Yellowrose Court woke up to the trouble one night a few summers back.
As midnight approached, an 11-year-old boy sidled up to a light pole, aluminum bat in hand.
Clang! Clang! Clang!
The impact sent vibrations up the metal pole, bursting the filament. Jolted awake, Alan Feinstein looked outside and recognized the kid. A neighbor.
"When the lights go out on Yellowrose, that's when you know drugs are changing hands," says Feinstein, 47. "That's when you know there's trouble."
For decades, Yellowrose was just another block of young families in townhouses, a symbol of the diversity, upward mobility and community spirit that made the planned city of Columbia a national model.
But in recent years, the street has come to symbolize social and economic distress in pockets of Columbia. Some worried residents see a growing disparity between the idyllic image of Columbia as "The Next America" and the disillusioning reality of what has happened in older neighborhoods.
They see two Columbias.
There's the affluent community with a diverse population, strong schools, escalating property values, 84 miles of bicycle and walking paths, manicured parks and little crime. This is the place most people think of as Columbia: a once small, middle-class hamlet that has grown since its founding in 1967 into a sprawling unincorporated city of 88,000, with nine "villages" and a Town Center dominated by a mall and a man-made lake.
But another, unplanned Columbia is unfolding in areas scattered throughout the older sections of town, a disparate collection of stagnating neighborhoods, struggling schools and off-and-on trouble spots. They have no concentrated center, but some in town lump them together with a disparaging whisper as "Inner Columbia," conjuring an image of urban struggle that would have unsettled the town's founder, the late James W. Rouse.

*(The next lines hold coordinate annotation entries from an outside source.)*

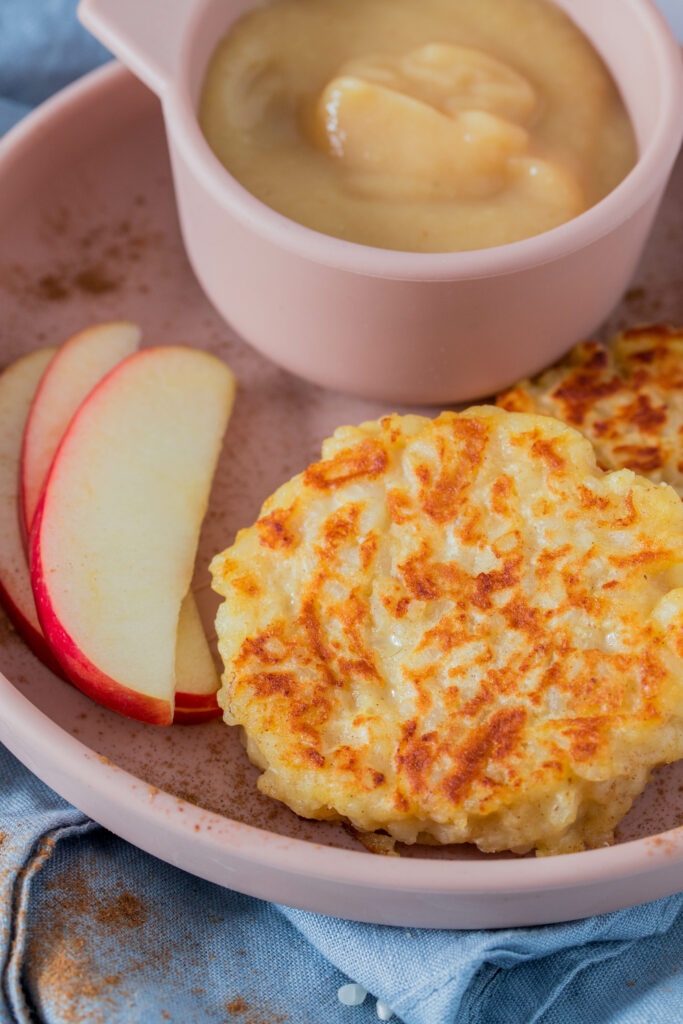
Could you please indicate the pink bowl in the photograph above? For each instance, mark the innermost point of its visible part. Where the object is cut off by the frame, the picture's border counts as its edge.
(403, 327)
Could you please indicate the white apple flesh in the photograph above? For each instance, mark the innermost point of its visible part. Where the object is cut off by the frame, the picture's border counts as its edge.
(197, 680)
(115, 535)
(80, 365)
(17, 385)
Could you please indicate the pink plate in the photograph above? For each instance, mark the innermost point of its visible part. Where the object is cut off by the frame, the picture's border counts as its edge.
(89, 232)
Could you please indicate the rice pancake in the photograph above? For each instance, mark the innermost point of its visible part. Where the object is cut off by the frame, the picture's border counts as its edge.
(627, 397)
(459, 630)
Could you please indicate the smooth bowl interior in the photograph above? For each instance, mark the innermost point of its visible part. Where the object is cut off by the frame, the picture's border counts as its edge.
(630, 35)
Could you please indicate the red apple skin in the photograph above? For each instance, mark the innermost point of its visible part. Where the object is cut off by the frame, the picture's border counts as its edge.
(79, 669)
(35, 640)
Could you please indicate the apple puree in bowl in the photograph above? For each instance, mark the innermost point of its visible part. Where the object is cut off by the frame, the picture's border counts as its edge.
(436, 126)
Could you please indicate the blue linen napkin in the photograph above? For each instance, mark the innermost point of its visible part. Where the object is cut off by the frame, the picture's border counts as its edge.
(93, 931)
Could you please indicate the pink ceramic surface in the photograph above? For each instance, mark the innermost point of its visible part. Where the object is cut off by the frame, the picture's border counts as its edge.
(402, 327)
(88, 232)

In the past decade, people in these neighborhoods have seen rising crime, stagnating property values, increasing concentrations of lower-income families and faltering school test scores. Some current and former residents describe a new kind of urban flight, born of a suburban experience that fell far short of expectations. As an in- direct consequence, some worry that the town is beginning to segregate itself, upsetting the delicate racial and economic balance that Rouse worked so hard to construct.
What's happening in this second Columbia is a suburban rendering of the breakdown of America's big cities in the 1960s and 1970s. The aging of Columbia has exposed fault lines in Rouse's carefully drawn blueprint, offering important lessons to future city-builders.

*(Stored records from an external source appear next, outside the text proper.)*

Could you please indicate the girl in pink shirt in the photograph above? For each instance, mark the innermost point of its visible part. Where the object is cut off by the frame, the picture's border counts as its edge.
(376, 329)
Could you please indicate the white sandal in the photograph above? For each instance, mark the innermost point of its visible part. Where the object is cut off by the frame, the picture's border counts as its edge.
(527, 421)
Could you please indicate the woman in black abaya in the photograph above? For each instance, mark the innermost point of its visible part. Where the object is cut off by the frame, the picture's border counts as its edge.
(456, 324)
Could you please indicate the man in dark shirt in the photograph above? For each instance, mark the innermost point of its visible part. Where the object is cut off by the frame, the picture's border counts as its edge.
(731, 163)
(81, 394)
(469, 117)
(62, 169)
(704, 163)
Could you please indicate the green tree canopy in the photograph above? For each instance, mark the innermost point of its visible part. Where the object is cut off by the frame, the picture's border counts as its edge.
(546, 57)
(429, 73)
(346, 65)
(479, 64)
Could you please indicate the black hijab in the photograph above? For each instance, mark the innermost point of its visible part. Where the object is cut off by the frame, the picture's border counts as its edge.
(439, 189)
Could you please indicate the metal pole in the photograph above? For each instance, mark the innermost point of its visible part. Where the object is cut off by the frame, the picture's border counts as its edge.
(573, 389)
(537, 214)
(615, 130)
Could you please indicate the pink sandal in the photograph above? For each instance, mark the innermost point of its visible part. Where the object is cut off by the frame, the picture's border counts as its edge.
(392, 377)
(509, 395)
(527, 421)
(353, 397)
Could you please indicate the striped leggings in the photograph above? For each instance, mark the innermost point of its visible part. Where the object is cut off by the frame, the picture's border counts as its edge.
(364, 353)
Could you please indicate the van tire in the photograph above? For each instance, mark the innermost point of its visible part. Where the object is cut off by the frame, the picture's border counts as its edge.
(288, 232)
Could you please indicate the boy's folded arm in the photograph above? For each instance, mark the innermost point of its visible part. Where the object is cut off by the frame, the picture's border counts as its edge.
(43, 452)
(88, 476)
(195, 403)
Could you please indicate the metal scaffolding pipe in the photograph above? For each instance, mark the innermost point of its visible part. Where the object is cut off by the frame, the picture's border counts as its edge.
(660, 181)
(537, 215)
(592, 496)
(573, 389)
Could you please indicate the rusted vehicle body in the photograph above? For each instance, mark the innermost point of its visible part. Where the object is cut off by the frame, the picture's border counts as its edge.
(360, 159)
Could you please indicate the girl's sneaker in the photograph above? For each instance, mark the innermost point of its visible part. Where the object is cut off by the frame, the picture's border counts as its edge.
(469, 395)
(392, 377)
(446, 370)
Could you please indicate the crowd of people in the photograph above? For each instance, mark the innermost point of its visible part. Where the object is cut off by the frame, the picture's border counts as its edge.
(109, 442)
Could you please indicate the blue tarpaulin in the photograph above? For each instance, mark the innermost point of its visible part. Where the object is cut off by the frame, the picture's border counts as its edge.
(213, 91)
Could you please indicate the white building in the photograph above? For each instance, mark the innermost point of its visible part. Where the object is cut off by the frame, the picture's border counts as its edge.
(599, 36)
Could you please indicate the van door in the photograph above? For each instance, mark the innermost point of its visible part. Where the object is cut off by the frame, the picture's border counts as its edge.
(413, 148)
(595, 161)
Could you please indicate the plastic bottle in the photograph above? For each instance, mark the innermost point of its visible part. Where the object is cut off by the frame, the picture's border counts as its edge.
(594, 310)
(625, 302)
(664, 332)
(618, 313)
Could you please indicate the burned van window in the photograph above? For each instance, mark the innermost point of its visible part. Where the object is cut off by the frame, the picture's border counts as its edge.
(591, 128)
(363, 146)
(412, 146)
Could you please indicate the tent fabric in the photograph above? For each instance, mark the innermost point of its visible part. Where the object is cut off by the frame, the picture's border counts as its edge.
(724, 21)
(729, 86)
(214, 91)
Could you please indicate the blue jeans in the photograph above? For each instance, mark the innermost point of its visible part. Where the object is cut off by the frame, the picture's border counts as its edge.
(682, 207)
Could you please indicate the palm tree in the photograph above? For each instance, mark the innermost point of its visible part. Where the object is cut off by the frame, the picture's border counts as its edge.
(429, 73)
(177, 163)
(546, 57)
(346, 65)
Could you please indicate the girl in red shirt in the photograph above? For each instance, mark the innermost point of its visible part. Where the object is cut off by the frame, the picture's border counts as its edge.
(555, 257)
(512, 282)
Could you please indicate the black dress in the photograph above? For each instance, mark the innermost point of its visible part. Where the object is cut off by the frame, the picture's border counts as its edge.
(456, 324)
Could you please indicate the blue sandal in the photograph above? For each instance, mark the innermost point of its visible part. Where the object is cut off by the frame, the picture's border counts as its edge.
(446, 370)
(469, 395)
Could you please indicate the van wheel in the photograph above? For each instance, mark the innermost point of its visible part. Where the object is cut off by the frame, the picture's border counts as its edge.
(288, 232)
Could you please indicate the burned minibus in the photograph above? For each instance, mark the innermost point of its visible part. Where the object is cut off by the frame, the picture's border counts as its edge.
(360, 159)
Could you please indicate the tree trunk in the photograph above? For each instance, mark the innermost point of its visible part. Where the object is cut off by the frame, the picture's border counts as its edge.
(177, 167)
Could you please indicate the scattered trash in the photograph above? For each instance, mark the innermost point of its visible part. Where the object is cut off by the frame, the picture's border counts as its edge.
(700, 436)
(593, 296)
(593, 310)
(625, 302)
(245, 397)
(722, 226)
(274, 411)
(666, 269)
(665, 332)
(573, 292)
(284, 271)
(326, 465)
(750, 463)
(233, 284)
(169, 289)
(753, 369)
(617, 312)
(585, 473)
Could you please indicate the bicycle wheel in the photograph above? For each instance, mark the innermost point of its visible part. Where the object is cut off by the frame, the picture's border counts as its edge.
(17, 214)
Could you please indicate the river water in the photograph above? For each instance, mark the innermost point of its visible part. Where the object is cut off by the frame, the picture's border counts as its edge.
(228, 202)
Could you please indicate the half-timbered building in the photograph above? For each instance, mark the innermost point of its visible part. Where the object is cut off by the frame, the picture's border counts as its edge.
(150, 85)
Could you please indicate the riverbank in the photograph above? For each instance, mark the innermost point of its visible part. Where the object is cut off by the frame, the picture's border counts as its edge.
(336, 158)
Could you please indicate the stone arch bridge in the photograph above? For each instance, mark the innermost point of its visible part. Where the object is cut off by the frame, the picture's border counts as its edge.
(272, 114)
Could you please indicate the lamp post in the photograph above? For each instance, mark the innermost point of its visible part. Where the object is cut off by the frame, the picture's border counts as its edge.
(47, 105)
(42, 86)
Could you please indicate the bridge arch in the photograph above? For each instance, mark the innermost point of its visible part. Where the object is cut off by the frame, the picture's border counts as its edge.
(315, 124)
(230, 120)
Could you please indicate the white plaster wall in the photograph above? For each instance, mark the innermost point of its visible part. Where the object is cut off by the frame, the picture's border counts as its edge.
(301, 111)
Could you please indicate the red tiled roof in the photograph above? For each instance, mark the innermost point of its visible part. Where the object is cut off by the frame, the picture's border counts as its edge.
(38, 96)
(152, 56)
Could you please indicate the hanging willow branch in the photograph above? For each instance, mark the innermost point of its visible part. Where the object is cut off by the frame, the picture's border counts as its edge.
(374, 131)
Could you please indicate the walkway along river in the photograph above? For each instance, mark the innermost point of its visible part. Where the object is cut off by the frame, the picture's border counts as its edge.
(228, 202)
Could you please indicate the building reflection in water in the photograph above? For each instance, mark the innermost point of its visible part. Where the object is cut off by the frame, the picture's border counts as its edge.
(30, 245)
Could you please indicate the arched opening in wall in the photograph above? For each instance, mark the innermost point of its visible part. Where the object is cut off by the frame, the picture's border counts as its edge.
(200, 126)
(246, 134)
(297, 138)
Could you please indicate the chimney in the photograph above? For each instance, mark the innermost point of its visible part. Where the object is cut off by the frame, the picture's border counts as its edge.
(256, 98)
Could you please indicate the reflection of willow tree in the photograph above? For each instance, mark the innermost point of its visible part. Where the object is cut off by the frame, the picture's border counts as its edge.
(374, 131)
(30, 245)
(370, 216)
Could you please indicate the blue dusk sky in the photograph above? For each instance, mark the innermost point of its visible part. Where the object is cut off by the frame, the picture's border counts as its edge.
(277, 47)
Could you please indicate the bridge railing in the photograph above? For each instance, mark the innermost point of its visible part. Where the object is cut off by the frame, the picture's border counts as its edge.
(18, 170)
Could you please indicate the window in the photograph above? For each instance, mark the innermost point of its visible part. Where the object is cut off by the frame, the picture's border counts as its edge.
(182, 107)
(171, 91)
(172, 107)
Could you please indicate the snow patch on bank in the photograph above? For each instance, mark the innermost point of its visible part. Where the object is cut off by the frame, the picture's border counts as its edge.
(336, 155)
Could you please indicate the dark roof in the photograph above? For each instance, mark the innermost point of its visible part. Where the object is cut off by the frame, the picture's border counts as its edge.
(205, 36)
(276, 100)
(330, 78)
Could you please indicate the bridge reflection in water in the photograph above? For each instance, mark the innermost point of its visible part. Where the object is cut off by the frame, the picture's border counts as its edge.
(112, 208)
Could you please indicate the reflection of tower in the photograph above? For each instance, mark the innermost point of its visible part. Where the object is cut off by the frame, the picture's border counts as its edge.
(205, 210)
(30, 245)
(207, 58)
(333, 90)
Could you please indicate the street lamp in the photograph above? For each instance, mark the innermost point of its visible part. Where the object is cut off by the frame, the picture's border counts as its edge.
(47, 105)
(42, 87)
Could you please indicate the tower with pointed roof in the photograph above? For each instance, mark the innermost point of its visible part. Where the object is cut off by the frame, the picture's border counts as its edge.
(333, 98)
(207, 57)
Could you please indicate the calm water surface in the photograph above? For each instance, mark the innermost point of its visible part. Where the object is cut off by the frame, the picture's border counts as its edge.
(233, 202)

The problems are by no means on the same scale as in a city like Baltimore. Many in Columbia live in quiet satisfaction, enamored of the town's successes. The rattling of Rouse's dream is only beginning to reverberate beyond the scattered old neighborhoods, jarring some people awake like the metallic clanging of a light pole.
Much at risk
To the town's staunchest advocates, much more is at stake than the fate of one community.
"At the risk of sounding dramatic, America [is at stake], because if it can't be done here, it can't be done," says Padraic M. Kennedy, who was president of the Columbia Association, the community's homeowners association, for 26 years. Kennedy strongly disputes the severity of the town's problems, but he sees the potential for decay.
"What else is at stake is the future and soul of Columbia. If Columbia can't address these issues and it starts to ignore these issues, in a sense, it's no longer Columbia."
To the most disaffected, though, the soul of Columbia isn't worth saving.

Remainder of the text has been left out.